Global government bonds have seen yields jump this year, ending a four-decade bull run, as a combination of inflation, rising interest rates and central banks’ unwinding of quantitative easing programmes have chilled market appetite.

Though the trend has happened across developed economies, the UK in particular has suffered dramatic yield rises, after a now-reneged “mini” Budget announced a raft of unfunded tax cuts without an accompanying plan to pay for them.

Quilter’s responsible blend portfolios have seen an increase in exposure to the HSBC Global Government Bond Index fund.

Profits have been re-distributed across the equity and credit funds after a strong performance in the portfolios’ alternative holdings, including the Trium ESG Emissions Impact fund, the Quilter Investors Absolute Return Bond fund and the Quilter Investors Global Equity Absolute Return fund.

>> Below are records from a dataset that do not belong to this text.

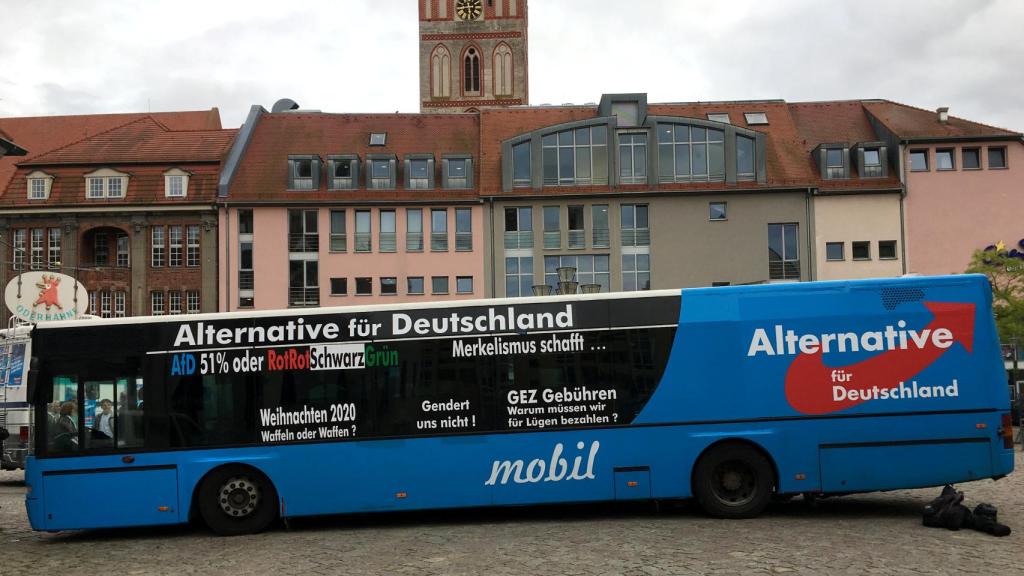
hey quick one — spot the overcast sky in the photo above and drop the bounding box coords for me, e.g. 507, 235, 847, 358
1, 0, 1021, 132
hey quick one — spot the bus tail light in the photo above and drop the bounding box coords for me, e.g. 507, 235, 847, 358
19, 426, 29, 444
1001, 413, 1014, 449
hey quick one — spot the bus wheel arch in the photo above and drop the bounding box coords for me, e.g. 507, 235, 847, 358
194, 463, 279, 536
690, 439, 778, 519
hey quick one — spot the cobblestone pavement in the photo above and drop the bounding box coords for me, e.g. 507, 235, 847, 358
1, 452, 1022, 576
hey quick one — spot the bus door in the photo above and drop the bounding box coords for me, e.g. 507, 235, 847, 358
40, 360, 178, 530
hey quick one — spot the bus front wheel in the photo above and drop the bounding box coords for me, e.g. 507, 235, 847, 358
692, 442, 774, 519
198, 465, 278, 536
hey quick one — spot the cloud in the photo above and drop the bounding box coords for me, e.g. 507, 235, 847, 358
0, 0, 1020, 131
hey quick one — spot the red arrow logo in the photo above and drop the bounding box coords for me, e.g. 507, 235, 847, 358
784, 302, 975, 415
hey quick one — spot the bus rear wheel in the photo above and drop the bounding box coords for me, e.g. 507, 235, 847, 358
198, 465, 278, 536
693, 442, 774, 519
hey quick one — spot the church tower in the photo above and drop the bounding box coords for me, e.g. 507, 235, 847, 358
419, 0, 529, 113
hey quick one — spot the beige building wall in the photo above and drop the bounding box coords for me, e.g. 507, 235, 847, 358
813, 194, 904, 280
487, 191, 810, 296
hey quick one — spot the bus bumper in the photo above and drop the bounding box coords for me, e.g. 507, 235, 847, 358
24, 457, 46, 531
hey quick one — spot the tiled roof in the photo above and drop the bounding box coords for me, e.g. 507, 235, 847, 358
21, 117, 237, 165
228, 111, 480, 202
787, 101, 902, 190
0, 109, 221, 192
1, 163, 223, 208
862, 100, 1021, 140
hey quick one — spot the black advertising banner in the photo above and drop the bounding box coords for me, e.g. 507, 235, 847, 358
140, 296, 679, 446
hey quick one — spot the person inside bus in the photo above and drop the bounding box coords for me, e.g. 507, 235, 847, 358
54, 401, 78, 451
92, 399, 114, 441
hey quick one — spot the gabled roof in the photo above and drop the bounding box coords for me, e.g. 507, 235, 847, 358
862, 100, 1020, 141
0, 109, 222, 190
21, 116, 236, 166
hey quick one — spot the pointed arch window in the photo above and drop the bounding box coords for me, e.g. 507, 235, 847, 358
464, 47, 480, 94
430, 44, 451, 98
493, 44, 513, 97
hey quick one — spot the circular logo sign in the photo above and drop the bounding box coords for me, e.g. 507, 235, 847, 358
4, 272, 90, 322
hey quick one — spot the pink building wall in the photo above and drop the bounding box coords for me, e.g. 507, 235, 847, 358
905, 141, 1023, 276
219, 205, 485, 311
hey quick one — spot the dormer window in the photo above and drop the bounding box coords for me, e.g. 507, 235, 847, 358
164, 168, 191, 198
328, 155, 359, 190
288, 155, 321, 190
405, 155, 435, 189
814, 144, 849, 179
26, 171, 54, 200
84, 168, 128, 199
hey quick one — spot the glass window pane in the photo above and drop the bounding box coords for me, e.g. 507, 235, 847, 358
910, 151, 928, 171
708, 129, 724, 142
331, 211, 345, 233
783, 224, 798, 259
559, 148, 574, 181
936, 150, 954, 170
691, 127, 706, 142
692, 144, 707, 175
411, 160, 428, 178
737, 136, 755, 175
456, 208, 471, 233
674, 125, 689, 142
826, 148, 843, 168
574, 127, 590, 145
513, 142, 531, 182
408, 209, 422, 233
864, 149, 881, 166
658, 125, 674, 143
619, 145, 632, 178
431, 209, 447, 232
356, 211, 371, 232
591, 126, 606, 145
621, 205, 634, 229
305, 261, 318, 287
576, 147, 591, 180
768, 225, 782, 261
708, 142, 724, 179
372, 160, 390, 178
518, 207, 533, 231
674, 144, 691, 177
544, 256, 558, 274
595, 255, 609, 272
543, 206, 559, 231
635, 144, 647, 177
659, 145, 674, 179
381, 210, 396, 232
636, 206, 648, 229
592, 146, 607, 182
558, 130, 574, 146
543, 148, 558, 183
988, 147, 1007, 168
504, 207, 518, 232
505, 257, 518, 275
593, 205, 608, 229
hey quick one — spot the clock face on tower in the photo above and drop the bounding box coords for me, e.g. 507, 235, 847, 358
455, 0, 483, 21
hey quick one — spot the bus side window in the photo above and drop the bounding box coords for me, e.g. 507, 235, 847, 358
48, 376, 79, 453
116, 377, 145, 448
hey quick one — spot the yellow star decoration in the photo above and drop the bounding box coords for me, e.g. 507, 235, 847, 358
996, 240, 1007, 252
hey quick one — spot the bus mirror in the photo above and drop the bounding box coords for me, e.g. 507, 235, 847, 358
26, 356, 39, 401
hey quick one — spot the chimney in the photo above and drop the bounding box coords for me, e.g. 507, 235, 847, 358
936, 107, 949, 123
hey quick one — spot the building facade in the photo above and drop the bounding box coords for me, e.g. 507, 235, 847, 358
217, 105, 485, 311
0, 113, 234, 320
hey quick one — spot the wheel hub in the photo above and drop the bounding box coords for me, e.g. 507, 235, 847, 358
219, 476, 261, 518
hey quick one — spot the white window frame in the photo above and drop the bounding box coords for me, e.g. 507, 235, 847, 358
186, 225, 200, 267
168, 291, 182, 315
26, 171, 53, 200
164, 169, 190, 198
84, 168, 129, 199
186, 290, 200, 314
114, 291, 126, 318
151, 291, 165, 315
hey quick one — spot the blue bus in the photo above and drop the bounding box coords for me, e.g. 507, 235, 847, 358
24, 275, 1015, 535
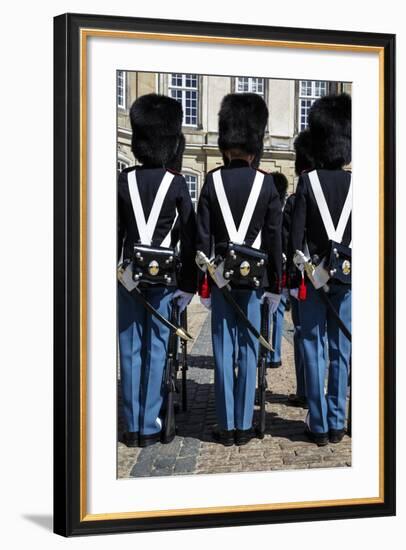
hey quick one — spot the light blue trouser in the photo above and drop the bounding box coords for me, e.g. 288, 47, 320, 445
211, 286, 262, 431
118, 284, 174, 435
267, 294, 287, 363
290, 296, 306, 398
299, 283, 351, 433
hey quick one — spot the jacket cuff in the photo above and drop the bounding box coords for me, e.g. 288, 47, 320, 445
267, 273, 282, 294
177, 276, 197, 294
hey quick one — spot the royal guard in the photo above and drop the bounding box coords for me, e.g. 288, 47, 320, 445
290, 93, 352, 446
285, 129, 315, 408
267, 171, 289, 370
196, 93, 282, 446
117, 94, 197, 448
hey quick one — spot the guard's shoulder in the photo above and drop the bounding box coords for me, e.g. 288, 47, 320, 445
123, 165, 135, 174
207, 165, 223, 175
120, 165, 135, 176
117, 165, 135, 185
167, 167, 182, 177
297, 170, 310, 185
299, 169, 312, 178
257, 167, 270, 176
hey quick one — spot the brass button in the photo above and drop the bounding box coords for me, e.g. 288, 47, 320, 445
239, 261, 250, 277
148, 260, 159, 276
342, 260, 351, 275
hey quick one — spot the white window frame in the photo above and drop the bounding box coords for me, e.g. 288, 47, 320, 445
168, 74, 199, 127
117, 158, 129, 174
184, 173, 198, 210
298, 80, 328, 131
117, 70, 126, 110
235, 76, 265, 97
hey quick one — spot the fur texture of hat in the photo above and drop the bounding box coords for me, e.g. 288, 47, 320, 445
218, 93, 269, 157
271, 171, 289, 203
308, 93, 351, 169
130, 94, 183, 166
294, 129, 314, 175
167, 133, 185, 172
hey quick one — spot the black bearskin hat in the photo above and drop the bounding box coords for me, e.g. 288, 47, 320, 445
167, 133, 185, 172
130, 94, 184, 166
308, 93, 351, 169
218, 93, 268, 157
271, 171, 289, 203
294, 129, 314, 176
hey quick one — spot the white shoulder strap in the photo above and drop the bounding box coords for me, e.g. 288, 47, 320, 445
335, 174, 352, 244
212, 169, 238, 242
308, 170, 352, 244
213, 169, 264, 246
161, 212, 178, 248
252, 230, 262, 249
127, 170, 174, 245
237, 171, 264, 245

No changes have been made to the sustainable active portfolios as they already have a higher allocation to global government bonds.

Clark said economic growth is now being challenged as a result of stickier inflation and an incoming global cost of living crisis.

“As a result, while we don’t expect a sharp reversal in interest rates, we do think central banks will need to be innovative and adaptable with some form of support or easing," he said.

“The diversification benefits of fixed income should begin to shine again after what has been an incredibly difficult year for the asset class.”